I wouldn't use /REPAIR immediately. Run it without first in order to understand the magnitude of the problem. It shouldn't take much more than 5 minutes to run unless things are very sick.

Also, are you running a defragger on the disk in question? I have seen instances where defraggers corrupted files, but admittedly not for several years.

Finally, how is the disk used and with what kind of IO rates? The symptoms you described could occur if there's a job that renames files and you happened to find the file just before the rename but when you looked again it couldn't be found under the old name.
P Muralidhar Kini
Honored Contributor

Re: File identification problem.

Dave,
I agree with John that ANALYZE/DISK without /REPAIR should be done first.
However if you plan to run ANALYZE/DISK without the /REPAIR qualifier
then I would recommend using /LOCK qualifier to avoid any false alarms.

John,
>> Also, are you running a defragger on the disk in question?
>> I have seen instances where defraggers corrupted files, but
>> admittedly not for several years.
This sounds interesting.
Can you give me some more details about which (DFO, DFU ...), how
(any scenarios) defraggers can cause a directory file to get corrupted.

Regards,
Murali
Let There Be Rock - AC/DC
Robert Brooks_1
Honored Contributor

Re: File identification problem.

Any 3rd-party caching products in use?

Do the disks have multiple paths?

-- Rob
John McL
Trusted Contributor

Re: File identification problem.

Murali, the disk defragger that I had problems with was many years ago. It was a third party product - might have been Raxco, I'm having trouble recalling it.
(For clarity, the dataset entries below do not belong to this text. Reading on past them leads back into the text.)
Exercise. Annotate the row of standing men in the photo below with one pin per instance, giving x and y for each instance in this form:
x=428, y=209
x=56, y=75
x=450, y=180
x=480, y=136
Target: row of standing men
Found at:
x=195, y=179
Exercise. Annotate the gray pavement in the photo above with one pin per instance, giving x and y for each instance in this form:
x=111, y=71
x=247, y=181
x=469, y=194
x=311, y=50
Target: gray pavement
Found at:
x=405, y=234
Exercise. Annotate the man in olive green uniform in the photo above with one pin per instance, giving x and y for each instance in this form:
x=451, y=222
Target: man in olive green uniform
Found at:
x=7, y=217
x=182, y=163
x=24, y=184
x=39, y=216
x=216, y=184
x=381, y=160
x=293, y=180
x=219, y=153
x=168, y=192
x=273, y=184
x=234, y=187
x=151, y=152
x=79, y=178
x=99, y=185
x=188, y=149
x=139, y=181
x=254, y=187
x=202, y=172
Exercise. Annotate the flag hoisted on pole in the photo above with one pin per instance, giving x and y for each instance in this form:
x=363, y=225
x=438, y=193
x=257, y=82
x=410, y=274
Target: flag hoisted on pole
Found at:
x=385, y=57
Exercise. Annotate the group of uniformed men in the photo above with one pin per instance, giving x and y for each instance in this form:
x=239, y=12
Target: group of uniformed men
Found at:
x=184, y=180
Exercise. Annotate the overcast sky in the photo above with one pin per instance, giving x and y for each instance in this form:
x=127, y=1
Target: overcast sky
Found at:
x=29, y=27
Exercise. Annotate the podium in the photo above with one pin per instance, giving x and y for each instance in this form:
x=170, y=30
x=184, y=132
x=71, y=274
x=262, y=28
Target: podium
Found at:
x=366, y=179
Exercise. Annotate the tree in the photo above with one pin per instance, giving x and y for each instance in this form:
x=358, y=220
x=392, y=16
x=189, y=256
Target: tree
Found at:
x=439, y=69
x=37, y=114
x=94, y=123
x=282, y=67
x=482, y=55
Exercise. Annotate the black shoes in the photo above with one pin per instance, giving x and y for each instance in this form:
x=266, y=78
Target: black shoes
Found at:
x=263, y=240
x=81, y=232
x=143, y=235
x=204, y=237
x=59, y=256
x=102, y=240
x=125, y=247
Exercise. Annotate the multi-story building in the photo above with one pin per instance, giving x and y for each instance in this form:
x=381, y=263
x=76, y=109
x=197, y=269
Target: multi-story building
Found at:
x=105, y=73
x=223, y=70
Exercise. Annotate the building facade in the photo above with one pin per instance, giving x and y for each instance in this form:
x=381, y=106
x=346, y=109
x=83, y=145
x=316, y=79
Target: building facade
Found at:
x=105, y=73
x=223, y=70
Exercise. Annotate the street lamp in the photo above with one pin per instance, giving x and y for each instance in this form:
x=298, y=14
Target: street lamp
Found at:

I'm not even sure that it was strictly a defragger problem. It might have been errors on the disk that were made worse with the files being defragged (and obviously new disk blocks written).

We ended up with ANALYSE/DISK reporting the very nasty "multiply allocated blocks" (as in "multiple-ly") and I had to examine about 150 files to work out which of two files the blocks actually belonged to.
John Gillings
Honored Contributor

Re: File identification problem.


>defragger that I had problems with was many
>years ago

yes MANY years, like the mid 1980's! The last one I caught red handed was called "Rabbit7" in about 1990.

For the first decade or so of OpenVMS history, the digital party line was that defragmentation was unnecessary, and the company did not have a defrag product (other than image backup & restore). In one of the rare cases of OpenVMS management responding to market forces, they finally realised that regardless of technical pontificating about the features of the file system, people WANTED to defrag files, if only for the warm fuzzy feeling of everything neat and tidy.

OpenVMS introduced the "MoveFile" primitive function at the XQP level which gave a supported and reliable mechanism to correctly synchronise defragmentation as an atomic and crash proof operation. I think it was around V6, early 1990s.

As well as the digital product (known by various names, DFG, DFO, PFO...), the 3rd party products changed from rather dodgy hacks to using the proper interface, and most (though perhaps not all) defragger related disk corruption vanished overnight. Support centres no longer saw file systems with "muddy rabbit tracks" all over them.
A crucible of informative mistakes
Robert Brooks_1
Honored Contributor

Re: File identification problem.

OpenVMS introduced the "MoveFile" primitive function at the XQP level which gave a supported and reliable mechanism to correctly synchronise defragmentation as an atomic and crash proof operation. I think it was around V6, early 1990s.

---
It was definitely before V6; V5.5 or V5.5-2, I think, 1992ish.


-- Rob
P Muralidhar Kini
Honored Contributor

Re: File identification problem.

John MCL, John Gillings,
Thanks for the information.
Good to know the history about the XQP's MOVEFILE primitive.

>> might have been Raxco, I'm having trouble recalling it.
May be you are referring to PD (Perfect Disk)

>> We ended up with ANALYSE/DISK reporting the very nasty "multiply
>> allocated blocks" (as in "multiple-ly") and I had to examine about 150 files
>> to work out which of two files the blocks actually belonged to.
Ahh. Must have been a painful experience.

It would have been interesting to know if Dave had any defraggers installed in
his system. If Yes then is the Disk/File enabled for defragmentation.